ポケスペ

  可愛い君は  



「イエローってさ」
 トキワの森、いつものように木に寄りかかって伸びをするイエローを、レッドはじっと見詰めた。
「何でしょう?」
 ここでもやはりいつも通りの微笑を湛えながら訊ねられ、レッドは「いや」と微かに頬を染めて彼女から目を外した。
「大した事じゃないんだ。
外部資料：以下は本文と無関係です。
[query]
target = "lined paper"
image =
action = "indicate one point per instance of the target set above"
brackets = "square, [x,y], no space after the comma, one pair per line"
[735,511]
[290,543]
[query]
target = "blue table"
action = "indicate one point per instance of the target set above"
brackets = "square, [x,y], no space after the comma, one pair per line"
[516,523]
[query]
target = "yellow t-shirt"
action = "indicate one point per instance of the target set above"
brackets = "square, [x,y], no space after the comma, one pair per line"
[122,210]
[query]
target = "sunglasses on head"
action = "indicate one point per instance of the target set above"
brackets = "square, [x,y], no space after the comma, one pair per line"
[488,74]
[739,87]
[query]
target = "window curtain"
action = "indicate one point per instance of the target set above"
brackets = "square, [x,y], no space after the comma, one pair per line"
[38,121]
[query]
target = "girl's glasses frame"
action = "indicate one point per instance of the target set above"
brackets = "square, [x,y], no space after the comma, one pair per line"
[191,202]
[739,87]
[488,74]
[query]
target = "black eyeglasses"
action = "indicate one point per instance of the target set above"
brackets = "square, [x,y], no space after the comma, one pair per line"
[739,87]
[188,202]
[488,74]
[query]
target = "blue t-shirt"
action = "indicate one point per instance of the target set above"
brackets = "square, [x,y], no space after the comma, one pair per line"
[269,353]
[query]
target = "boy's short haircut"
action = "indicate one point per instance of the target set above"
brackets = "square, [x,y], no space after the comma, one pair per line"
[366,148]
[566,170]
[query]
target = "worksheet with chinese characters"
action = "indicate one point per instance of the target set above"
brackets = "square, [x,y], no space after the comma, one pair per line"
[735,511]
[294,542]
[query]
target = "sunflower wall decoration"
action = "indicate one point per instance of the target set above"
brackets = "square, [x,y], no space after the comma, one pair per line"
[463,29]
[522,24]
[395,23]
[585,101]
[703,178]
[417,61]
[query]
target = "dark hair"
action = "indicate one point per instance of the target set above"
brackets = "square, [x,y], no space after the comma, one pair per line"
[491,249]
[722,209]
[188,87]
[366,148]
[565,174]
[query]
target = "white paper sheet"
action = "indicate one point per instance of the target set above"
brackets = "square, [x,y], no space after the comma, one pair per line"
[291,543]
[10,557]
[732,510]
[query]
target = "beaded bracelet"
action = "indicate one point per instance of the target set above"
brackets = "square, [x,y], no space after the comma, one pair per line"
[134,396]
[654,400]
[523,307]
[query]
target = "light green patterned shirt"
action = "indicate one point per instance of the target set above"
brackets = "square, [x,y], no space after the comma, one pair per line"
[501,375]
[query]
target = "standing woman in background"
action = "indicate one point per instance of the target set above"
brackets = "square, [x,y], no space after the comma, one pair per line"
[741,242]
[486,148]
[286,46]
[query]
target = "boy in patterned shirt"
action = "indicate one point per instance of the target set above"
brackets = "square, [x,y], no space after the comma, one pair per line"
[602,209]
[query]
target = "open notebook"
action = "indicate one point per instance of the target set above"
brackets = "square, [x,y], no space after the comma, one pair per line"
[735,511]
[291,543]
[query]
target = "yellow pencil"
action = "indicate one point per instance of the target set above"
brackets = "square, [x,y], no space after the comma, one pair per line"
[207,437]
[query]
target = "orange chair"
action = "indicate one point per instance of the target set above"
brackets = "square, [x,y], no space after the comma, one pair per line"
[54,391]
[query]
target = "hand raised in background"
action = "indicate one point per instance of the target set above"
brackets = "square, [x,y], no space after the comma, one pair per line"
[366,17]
ただ……」
「ただ?」
「似てると思って」
「似てる? 何にですか?」
 可愛らしい微笑をしまって、きょとんと首を傾げるイエロー。
 その仕草、ますます似ている。

「ピカチュウ」
「……え?」

 自分がポケモンに似ていると言われた事が理解できていないのか、イエローは暫らくポカンと呆けた顔をしていた。
 それを見て、レッドは思わず噴出してしまった。
「な、何でですか?」
「だって、似てると思ったんだ」
 そう言って、彼はイエローの麦藁帽子に手をかける。
 唾を持ち上げると、帽子は意図も簡単に彼女の頭から離れ、中から優しい光色をしたポニーテールが現れた。
 イエローは突然首にかかった髪の毛の感触に驚いたのか、慌てた様子で後頭部を押さえる。
 レッドは彼女の一つ一つの仕草を微笑ましく思いながら、長い髪を一房手に取った。

「黄色の髪の毛は柔らかいし、ポニーテールはまるでピカチュウの尻尾みたいだ。ほっぺたはふにふにで、たまに……赤くなる」
「レ、レッドさん……」
 手に取った髪の毛に口付けを一つ落とすと、レッドはその手でイエローの頬に触れた。
 彼女の顔は、頬だけに留まらず耳まで真っ赤になっている。
「見た目だけじゃないぜ?」
 ニカッと笑って、レッドは彼女の頬にもキスをした。
 途端に、イエローは手足をバタつかせて暴れ出す。
「レッドさん!」
「ホラ、こんな所もそっくりだ」
 赤面してレッドを睨み付けるイエローだが、そんな事で怯む彼ではない。
 ニコニコと相変わらずの笑顔を崩さぬまま、彼女を抱き締めた。

「ホント、俺が今まで見てきたどのピカチュウより……可愛いよ」
 耳元に囁きかければ、今までジタバタしていたイエローは、急に大人しくなる。
 その顔を覗き見ると、先程よりももっと……ピカチュウの頬と同じくらいに真っ赤になっていた。
「……ボクは人間ですよ」
「そうだな、可愛い女の子だ」
 レッドのその言葉によって、イエローの顔はオクタンにも負けないほど赤く染まった。恐らく、これ以上はないだろうというほどに。
 それを見た彼は、いよいよ耐え切れなくなって笑い出す。

「もう! レッドさん!」
「あーもー、イエロー可愛すぎ」
 遠慮と言う言葉を知らないのかと聞きたくなるほど笑った後、レッドは目尻に溜まった涙を指で拭い、頬をパンパンに膨らませているイエローを再び抱き締めた。
「……レッドさん」
「ん?」
 大人しく腕に収まっていたイエローが、もぞ、と動いてレッドを見上げる。彼もイエローを見下ろすと、彼女はヘヘッと照れ臭そうに笑った。
「大好きです」
「俺も、大好き」
 レッドはそう返して、イエローの淡い色をした唇に自分のそれを触れさせた。
 唇を触れ合わせるだけの淡い口付けは、思春期真っ盛りのレッドにとっては少し物足りない気もするが……
 幸せそうに笑うイエローを見たら、そんな事はどうでも良く思えてきてしまって、彼は優しいキスを数え切れないほど沢山、彼女の上に降らせた。